何かと思い、近付いてみると、そこには古ぼけた小屋が建っていた。
外壁を蔦が這っており、一部森と同化したような風貌だ。
建物が白く表示するなんて事はないだろう。恐らく小屋の中に誰かいるはずだ。
この世界の住人と会うのは初めてなので、すこし戸惑ったが意を決して声を出す。
ん、ところで言語は日本語なのだろうか?
まぁ、いいか。
「すみません、どなたかいらっしゃいますか?」
俺には範囲探索があるから中に誰かがいるのは把握している。だが、この世界の住人が同じようなスキルを持っているとは限らない。若干チート染みたこのスキルは、口外するべきではないと思う。
用心に越した事はないしね。
などと考えていると小屋の中から何やら物音が聞こえた。
ダンダンダンッという規則正しい音から察するに、階段を降りてくる音だろうと推測する。

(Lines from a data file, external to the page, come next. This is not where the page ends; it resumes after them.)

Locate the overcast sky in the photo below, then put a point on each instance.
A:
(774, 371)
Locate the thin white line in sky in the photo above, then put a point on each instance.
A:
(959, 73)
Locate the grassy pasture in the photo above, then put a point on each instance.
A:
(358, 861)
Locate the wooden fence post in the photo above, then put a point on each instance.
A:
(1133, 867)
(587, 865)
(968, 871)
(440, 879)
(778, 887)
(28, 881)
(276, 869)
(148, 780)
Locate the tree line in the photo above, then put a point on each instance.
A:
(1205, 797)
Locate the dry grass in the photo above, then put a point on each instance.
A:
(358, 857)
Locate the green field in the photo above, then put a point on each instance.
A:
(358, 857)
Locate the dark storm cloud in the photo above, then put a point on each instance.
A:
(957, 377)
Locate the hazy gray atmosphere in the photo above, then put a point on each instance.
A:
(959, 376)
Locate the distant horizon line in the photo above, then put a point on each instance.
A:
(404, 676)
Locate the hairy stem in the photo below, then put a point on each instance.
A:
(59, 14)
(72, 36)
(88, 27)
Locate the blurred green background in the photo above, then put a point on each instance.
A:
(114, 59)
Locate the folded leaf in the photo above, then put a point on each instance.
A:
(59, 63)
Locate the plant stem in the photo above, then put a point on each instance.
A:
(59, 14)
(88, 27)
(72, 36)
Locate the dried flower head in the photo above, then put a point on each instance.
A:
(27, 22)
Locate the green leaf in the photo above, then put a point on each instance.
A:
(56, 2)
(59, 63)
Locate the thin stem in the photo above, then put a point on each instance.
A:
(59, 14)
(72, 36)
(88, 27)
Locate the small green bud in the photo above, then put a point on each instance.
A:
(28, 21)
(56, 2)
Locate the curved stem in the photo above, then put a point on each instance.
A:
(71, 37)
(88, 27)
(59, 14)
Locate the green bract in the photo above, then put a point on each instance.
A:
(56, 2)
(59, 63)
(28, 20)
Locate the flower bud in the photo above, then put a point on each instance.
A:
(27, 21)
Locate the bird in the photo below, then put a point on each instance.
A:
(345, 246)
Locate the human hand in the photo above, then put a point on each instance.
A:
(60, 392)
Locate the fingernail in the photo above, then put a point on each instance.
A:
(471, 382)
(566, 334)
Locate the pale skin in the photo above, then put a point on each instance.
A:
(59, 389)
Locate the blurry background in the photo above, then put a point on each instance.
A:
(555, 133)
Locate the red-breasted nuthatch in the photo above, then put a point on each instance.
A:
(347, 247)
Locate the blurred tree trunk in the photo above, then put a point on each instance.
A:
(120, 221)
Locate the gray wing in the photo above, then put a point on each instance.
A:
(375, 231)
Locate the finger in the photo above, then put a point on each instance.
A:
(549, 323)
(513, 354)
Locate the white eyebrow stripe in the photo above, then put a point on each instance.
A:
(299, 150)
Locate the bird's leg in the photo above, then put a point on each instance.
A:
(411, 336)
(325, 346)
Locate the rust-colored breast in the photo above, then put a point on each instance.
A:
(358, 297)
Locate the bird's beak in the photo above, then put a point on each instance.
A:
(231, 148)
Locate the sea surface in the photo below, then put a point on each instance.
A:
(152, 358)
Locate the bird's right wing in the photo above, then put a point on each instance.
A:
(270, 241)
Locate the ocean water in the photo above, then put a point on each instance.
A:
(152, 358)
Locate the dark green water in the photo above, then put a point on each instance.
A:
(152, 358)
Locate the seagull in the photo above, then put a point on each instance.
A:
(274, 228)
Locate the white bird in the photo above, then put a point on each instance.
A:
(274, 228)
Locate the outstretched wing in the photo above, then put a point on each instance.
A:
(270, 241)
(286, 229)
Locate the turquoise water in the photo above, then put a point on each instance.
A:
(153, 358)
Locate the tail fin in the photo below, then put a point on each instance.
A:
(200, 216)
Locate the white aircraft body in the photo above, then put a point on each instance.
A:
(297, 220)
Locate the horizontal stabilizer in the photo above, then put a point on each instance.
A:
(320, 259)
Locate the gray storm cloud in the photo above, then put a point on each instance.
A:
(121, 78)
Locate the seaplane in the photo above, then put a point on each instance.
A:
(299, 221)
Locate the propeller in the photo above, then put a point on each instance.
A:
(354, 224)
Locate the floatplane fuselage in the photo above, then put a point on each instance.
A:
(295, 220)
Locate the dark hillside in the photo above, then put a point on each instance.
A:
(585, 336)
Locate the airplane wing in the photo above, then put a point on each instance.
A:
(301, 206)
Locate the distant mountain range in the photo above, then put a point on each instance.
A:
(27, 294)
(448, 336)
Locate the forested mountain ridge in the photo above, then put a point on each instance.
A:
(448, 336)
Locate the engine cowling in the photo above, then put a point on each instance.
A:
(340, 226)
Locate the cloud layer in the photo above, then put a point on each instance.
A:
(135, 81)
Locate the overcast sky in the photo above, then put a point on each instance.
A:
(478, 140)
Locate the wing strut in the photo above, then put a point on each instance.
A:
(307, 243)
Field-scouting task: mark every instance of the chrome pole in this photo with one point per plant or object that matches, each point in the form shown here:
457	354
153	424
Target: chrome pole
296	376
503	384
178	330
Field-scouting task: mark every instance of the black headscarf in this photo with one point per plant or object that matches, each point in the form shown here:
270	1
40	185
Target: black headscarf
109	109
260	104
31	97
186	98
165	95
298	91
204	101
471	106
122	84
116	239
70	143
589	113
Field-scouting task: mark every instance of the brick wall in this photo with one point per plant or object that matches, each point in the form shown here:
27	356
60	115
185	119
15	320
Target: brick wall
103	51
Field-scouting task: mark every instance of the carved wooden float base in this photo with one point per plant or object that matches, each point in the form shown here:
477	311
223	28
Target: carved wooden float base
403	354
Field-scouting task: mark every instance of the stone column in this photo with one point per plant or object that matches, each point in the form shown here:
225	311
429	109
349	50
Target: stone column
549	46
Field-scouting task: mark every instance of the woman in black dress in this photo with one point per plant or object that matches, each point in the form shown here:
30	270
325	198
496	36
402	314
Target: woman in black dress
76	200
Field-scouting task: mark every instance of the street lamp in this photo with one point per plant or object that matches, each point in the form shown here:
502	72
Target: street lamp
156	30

しかしその後一向にこちらに来る気配がない。レーダーに映る白い点はまだ5mは離れている。
何やら話し声が聞こえてきた。
「⚫️⚫️⚫️⚫️⚫️、⚫️⚫️⚫️」
え?何?よく聞き取れない。
聞き取るためにドアに近づいた。
その時だった。いきなりドアが俺の方側へ開いたのだ。
ドンッ!と鈍い音が辺りに鳴り響いた。ドアは、見事に俺の顔面にヒットしたのである。
意識が遠退く・・あれ?・・
気を失う瞬間俺は妙な違和感を覚えた。そして気を失う。そのまま仰向けで倒れ込んでしまった。
薄れゆく意識の中で誰かが近づいてきた気がする。
「・・願・・・。私の・・界を・・て・・・」
うーん・・。どこかで聞いたフレーズなんだけど、思い出せなかった。心地良い声だ。安らぐというか安心する。
すると、どこからともなくまた声が聞こえてきた。
「⚫️⚫️⚫️⚫️⚫️」
これもどこかで聞いた声だ。しかもつい最近。ていうか何って言ってるのか分からないし…
その瞬間身体全体を何かが包み込む気分に苛まれた。
温かいぬるま湯に浸かっている感覚に近いだろうか。
そしてだんだんと意識がはっきりしてくる。
どのくらい気を失っていたのだろうか。気が付いた時には小屋の中にいた。背中から伝わる感触から恐らくベッドの上だろう。
こちらを覗き込む少女が1人。心配そうに見つめている。
ああ、あの声の主だろうか。少女は俺が意識を取り戻したのを見て安心したのか、笑顔だった。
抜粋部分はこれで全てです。